Salah satu pemateri, Owner LPK Yagai Gakkou, Nur Fiter menjelaskan saat ini peluang kerja di Jepang sangat terbuka bagi tenaga kerja asal Indonesia.
"Di Jepang sekarang ada sekitar 1,23 juta loker yang mana loker tersebut dikhususkan untuk orang asing dari Indonesia," katanya di depan para pelamar kerja.
Fiter menjelaskan, program magang dan kerja ke Jepang yang dibuka memberikan berbagai fasilitas mulai dari subsidi biaya, tiket pesawat, hingga pendampingan selama bekerja di Jepang.
"Ada pembimbingan tiga tahun di Jepang, ada orang tua asuh pembimbing yang ada di Jepang," jelasnya.
Program tersebut membuka kesempatan bagi laki-laki dan perempuan usia 18 hingga 25 tahun lulusan SMA/SMK sederajat dengan sejumlah persyaratan kesehatan dan fisik.
Selain peluang kerja luar negeri, sejumlah perusahaan lokal juga membuka banyak lowongan. Salah satunya Fave Hotel Kediri yang membuka empat posisi pekerjaan.
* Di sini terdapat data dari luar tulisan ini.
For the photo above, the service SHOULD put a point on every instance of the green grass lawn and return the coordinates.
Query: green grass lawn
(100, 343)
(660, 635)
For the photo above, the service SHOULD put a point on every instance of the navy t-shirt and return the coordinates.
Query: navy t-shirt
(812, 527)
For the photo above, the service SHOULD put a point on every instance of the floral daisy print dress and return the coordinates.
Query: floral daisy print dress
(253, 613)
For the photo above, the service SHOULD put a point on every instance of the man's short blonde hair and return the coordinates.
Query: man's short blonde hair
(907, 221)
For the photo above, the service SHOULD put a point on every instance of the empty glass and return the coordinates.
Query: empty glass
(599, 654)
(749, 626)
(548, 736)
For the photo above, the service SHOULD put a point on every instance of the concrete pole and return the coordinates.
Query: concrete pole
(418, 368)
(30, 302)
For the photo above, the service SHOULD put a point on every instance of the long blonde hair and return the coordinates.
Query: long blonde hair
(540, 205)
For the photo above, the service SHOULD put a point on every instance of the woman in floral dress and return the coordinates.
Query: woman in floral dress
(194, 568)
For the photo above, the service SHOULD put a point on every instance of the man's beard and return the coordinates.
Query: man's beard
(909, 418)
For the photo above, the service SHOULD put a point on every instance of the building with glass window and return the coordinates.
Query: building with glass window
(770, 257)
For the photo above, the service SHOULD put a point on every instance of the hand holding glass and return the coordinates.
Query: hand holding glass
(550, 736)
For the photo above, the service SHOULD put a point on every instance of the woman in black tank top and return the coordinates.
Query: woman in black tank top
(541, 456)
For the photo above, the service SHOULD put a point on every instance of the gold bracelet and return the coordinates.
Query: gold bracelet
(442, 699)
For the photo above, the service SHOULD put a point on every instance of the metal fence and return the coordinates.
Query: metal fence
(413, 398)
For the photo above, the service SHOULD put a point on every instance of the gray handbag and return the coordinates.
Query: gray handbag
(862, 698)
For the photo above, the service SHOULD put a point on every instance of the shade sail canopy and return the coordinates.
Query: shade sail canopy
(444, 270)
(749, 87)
HR Coordinator Fave Hotel Kediri, Natalia Christyani mengatakan pihaknya membuka lowongan untuk posisi housekeeping, FNB service, FNB product dan engineering.
"Kita buka 4 kuota ada housekeeping, FNB service, FNB product dan engineering," katanya.
Menurut Natalia, hingga hari kedua job fair jumlah pelamar yang masuk sudah mendekati 100 orang.
"Kalau untuk lowongan sudah masuk kurang lebih di bawah 100," ujarnya.
Natalia menambahkan, perusahaan masih membuka kesempatan lamaran hingga akhir Mei 2026, baik melalui job fair maupun pendaftaran online.
"Kalau tidak sempat di Job Fair ini bisa langsung ke website kami untuk melamar secara online, kita terbuka untuk siapapun," tambahnya.
Natalia juga membagikan tips bagi pencari kerja yang ingin berkarier di dunia perhotelan.
"Jiwanya harus hotelier, contohnya ramah, senyum dan juga bisa service karena di bidang jasa kita tentunya juga bisa melayani," pungkasnya.